Although Perry enjoys being a librarian, it is a job that may not be for everyone. It can be lonely at times, but she does not see it that way.

Perry said staying up in the third floor in the special collections and archives section is solitary–not lonely–and some people may not like that.

However, there are certain joys that come with being in charge with this section.

“There’s something wonderful any time I want,” she said, “I can touch history through a periodical or a novel, or a book from the turn of a century.”

Professors and enthusiasts from all over the state, country and world come to look for specific items in the Special Collections. The more popular items, according to Perry, are in the science fiction collection, which includes Ray Bradbury’s original manuscript of Fahrenheit 451, books by Philip K. Dick and Frank Herbert as well as the Star Trek series collection.

“It’s a pleasure to work with the people who like to use the materials up here,” she said.

How it all started

It was in high school when Perry realized what she wanted to do for a career. She wanted to be a librarian.

Perry first started working in the library when she was a junior in high school.

“It sparked my interest,” she said. People would always ask her what she wanted to be when she grew up and now she feels like she can tell them.

A California native, Perry graduated from Cal State Fullerton in 1968 with a bachelor’s degree in history. She went on to receive her master’s in library and information science from the University of California, Los Angeles, before coming back to CSUF to graduate with a postgraduate degree in history in 1978.

“She’s the institutional memory,” said Anthony Davis, a colleague of six years. Sometimes, when something is wrong, she will point it out during the department meetings and correct it for us, he said.

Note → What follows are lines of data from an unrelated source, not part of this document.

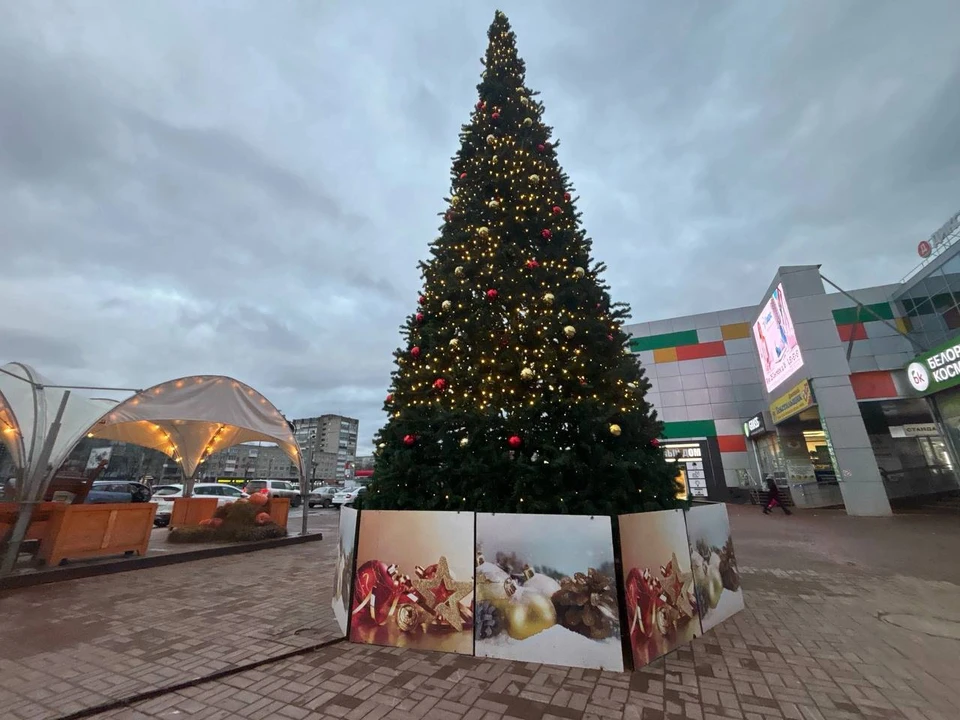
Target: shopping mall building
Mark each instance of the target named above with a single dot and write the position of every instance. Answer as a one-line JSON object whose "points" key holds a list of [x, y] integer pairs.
{"points": [[846, 397]]}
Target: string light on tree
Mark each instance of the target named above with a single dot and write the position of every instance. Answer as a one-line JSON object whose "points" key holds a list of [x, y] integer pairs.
{"points": [[515, 343]]}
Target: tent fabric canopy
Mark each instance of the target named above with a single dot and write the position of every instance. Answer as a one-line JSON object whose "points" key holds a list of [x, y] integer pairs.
{"points": [[28, 408], [190, 418]]}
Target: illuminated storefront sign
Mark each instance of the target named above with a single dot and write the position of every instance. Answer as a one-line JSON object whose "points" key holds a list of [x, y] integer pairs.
{"points": [[755, 426], [794, 401], [936, 370]]}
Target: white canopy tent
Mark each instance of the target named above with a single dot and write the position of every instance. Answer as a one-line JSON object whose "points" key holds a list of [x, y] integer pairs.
{"points": [[193, 417], [188, 419], [28, 406]]}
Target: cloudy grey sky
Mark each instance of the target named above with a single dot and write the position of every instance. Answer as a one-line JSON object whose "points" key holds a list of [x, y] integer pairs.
{"points": [[245, 188]]}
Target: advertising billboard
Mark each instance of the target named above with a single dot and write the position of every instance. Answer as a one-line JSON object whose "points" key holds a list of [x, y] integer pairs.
{"points": [[777, 341]]}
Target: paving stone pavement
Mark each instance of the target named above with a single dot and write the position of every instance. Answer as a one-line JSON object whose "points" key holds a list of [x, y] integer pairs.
{"points": [[814, 644], [73, 645]]}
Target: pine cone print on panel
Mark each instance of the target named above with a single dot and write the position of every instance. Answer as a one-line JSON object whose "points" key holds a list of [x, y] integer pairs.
{"points": [[587, 605], [489, 620]]}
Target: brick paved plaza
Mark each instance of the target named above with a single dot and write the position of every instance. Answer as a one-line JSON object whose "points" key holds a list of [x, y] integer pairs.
{"points": [[817, 641]]}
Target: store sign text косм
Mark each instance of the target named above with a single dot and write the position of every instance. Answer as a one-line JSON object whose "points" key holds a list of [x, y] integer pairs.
{"points": [[935, 371]]}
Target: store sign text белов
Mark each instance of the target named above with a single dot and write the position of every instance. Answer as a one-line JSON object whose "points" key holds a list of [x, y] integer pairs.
{"points": [[936, 370]]}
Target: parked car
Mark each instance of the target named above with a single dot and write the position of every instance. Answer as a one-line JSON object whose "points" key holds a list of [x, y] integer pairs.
{"points": [[277, 488], [348, 496], [111, 491], [322, 496], [165, 496]]}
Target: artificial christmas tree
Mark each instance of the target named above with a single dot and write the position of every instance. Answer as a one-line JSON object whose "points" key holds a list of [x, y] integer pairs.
{"points": [[515, 391]]}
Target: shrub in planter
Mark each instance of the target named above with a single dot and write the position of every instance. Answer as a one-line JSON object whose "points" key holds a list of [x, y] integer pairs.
{"points": [[242, 521]]}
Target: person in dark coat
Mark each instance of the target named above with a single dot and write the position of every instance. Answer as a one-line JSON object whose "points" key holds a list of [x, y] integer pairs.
{"points": [[773, 497]]}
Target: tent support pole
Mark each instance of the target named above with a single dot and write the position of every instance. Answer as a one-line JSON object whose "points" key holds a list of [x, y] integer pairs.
{"points": [[305, 487], [36, 486]]}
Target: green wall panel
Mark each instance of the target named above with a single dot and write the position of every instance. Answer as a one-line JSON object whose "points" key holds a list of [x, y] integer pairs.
{"points": [[656, 342], [689, 428], [848, 316]]}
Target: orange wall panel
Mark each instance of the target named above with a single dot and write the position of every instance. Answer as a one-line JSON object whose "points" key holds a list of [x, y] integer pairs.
{"points": [[855, 331], [665, 355], [873, 385], [697, 352]]}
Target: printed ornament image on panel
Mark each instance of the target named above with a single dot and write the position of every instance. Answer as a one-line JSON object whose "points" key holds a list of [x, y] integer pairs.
{"points": [[343, 569], [659, 592], [413, 585], [716, 577], [546, 590]]}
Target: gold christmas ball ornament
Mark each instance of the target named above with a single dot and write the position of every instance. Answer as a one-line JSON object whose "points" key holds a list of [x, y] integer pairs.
{"points": [[527, 614]]}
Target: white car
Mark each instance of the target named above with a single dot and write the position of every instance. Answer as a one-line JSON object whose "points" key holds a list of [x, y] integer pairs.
{"points": [[347, 497], [165, 496]]}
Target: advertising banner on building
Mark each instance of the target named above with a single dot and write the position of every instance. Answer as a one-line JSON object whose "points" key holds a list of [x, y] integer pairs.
{"points": [[794, 401], [776, 341], [936, 370]]}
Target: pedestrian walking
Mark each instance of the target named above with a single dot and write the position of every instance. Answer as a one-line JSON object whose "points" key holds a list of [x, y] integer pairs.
{"points": [[773, 497]]}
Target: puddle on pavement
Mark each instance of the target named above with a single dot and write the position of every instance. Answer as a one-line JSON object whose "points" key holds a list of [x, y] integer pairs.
{"points": [[937, 627]]}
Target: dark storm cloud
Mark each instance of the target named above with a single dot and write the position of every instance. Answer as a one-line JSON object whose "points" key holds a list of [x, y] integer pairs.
{"points": [[189, 190]]}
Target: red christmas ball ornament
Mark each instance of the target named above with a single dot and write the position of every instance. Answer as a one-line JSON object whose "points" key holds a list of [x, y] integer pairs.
{"points": [[644, 597], [374, 592]]}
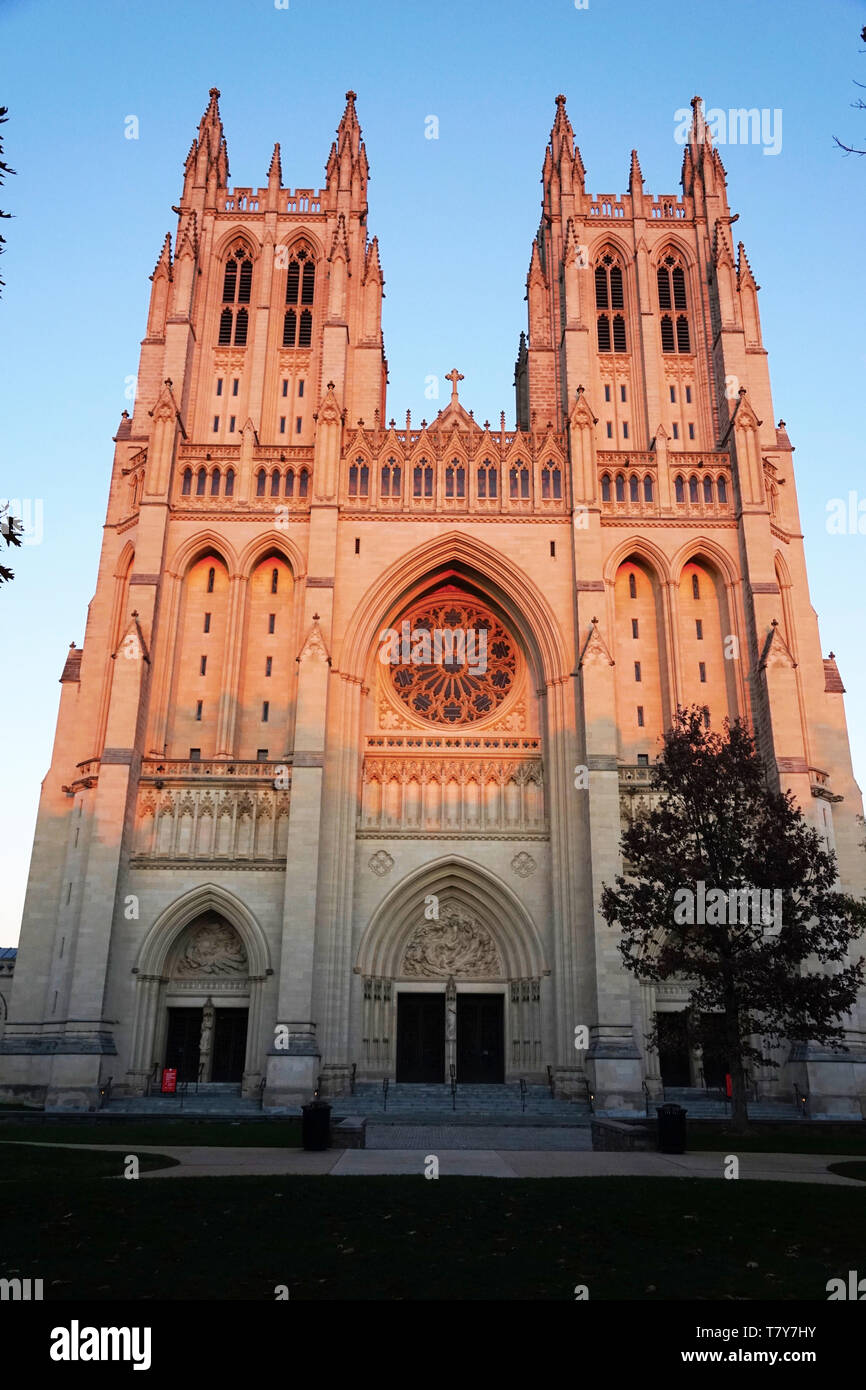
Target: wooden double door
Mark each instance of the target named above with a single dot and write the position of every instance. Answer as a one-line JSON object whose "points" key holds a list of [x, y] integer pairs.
{"points": [[480, 1044], [184, 1039]]}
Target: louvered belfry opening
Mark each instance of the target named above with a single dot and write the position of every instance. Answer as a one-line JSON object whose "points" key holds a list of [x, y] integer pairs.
{"points": [[300, 291]]}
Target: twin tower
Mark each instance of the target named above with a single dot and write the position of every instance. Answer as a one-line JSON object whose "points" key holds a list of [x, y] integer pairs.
{"points": [[266, 855]]}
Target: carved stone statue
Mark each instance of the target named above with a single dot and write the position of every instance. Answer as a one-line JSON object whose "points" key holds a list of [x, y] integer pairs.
{"points": [[211, 948], [453, 945]]}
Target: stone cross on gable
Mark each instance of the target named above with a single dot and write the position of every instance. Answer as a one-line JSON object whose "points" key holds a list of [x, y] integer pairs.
{"points": [[453, 375]]}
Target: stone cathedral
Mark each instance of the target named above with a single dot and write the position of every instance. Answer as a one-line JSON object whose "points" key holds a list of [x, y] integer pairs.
{"points": [[363, 704]]}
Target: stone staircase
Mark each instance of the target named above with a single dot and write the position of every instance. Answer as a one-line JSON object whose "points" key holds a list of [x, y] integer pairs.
{"points": [[706, 1105], [213, 1098], [431, 1104]]}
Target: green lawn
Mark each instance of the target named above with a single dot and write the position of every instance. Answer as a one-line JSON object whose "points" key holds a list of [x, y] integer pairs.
{"points": [[22, 1164], [416, 1239], [850, 1171], [217, 1133]]}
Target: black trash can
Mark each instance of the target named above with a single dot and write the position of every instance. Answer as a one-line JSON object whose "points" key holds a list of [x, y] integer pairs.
{"points": [[672, 1127], [316, 1125]]}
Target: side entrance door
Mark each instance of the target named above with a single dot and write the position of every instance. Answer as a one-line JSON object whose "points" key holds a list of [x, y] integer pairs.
{"points": [[480, 1039], [420, 1037]]}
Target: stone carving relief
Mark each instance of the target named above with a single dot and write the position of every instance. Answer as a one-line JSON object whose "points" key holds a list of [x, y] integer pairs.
{"points": [[381, 862], [211, 948], [523, 865], [455, 945]]}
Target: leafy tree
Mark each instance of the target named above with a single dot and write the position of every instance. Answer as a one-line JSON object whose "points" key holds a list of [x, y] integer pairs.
{"points": [[858, 106], [10, 531], [717, 826], [4, 170]]}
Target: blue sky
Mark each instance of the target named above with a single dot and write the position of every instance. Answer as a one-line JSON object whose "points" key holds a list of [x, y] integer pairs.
{"points": [[455, 220]]}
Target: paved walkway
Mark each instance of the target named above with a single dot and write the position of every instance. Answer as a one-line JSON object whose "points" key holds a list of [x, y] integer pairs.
{"points": [[363, 1162]]}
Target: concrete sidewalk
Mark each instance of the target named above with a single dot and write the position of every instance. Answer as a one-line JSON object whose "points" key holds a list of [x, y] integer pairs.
{"points": [[364, 1162]]}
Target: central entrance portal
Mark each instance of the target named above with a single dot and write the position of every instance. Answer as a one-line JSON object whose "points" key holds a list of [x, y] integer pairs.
{"points": [[420, 1037], [480, 1039]]}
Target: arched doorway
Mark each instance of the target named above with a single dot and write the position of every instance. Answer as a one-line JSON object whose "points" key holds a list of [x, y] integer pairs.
{"points": [[207, 1002], [453, 982], [198, 1002]]}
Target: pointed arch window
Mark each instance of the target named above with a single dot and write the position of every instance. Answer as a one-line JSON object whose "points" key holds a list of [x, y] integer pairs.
{"points": [[455, 480], [676, 335], [359, 478], [421, 480], [300, 289], [609, 296], [237, 291], [391, 480], [551, 481], [487, 480], [519, 483]]}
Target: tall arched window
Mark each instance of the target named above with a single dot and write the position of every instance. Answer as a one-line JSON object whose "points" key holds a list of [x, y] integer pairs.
{"points": [[609, 296], [300, 289], [359, 478], [421, 480], [487, 480], [551, 481], [676, 335], [237, 291], [455, 480], [519, 483], [391, 478]]}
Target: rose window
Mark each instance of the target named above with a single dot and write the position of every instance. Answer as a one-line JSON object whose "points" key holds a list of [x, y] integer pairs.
{"points": [[452, 662]]}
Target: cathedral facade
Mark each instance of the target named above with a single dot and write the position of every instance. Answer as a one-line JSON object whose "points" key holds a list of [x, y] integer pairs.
{"points": [[363, 705]]}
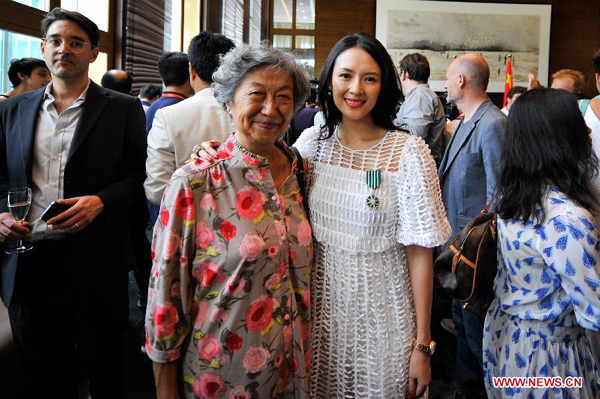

Perry has been the university archivist and special collections librarian for 29 years. Prior to that, she was a reference librarian for 16 years. Making it a total of 45 years she has been with the Pollak Library.

Susan Tschabrun, Ph.D., library department chair, described Perry as a “treasure trove of Cal State Fullerton information.”

“There wasn’t anything I could ask her that wouldn’t summon up a detailed story of people, places and events,” Tschabrun said.

Tschabrun said Perry is recording information about all the collections in university archives and special collections into a database so that when she retires, other people will have detailed background on the collections.

“Sharon has devoted her career to building our University Archives and Special Collections, and she is like an encyclopedia when it comes to remembering what we have preserved,” Tschabrun said.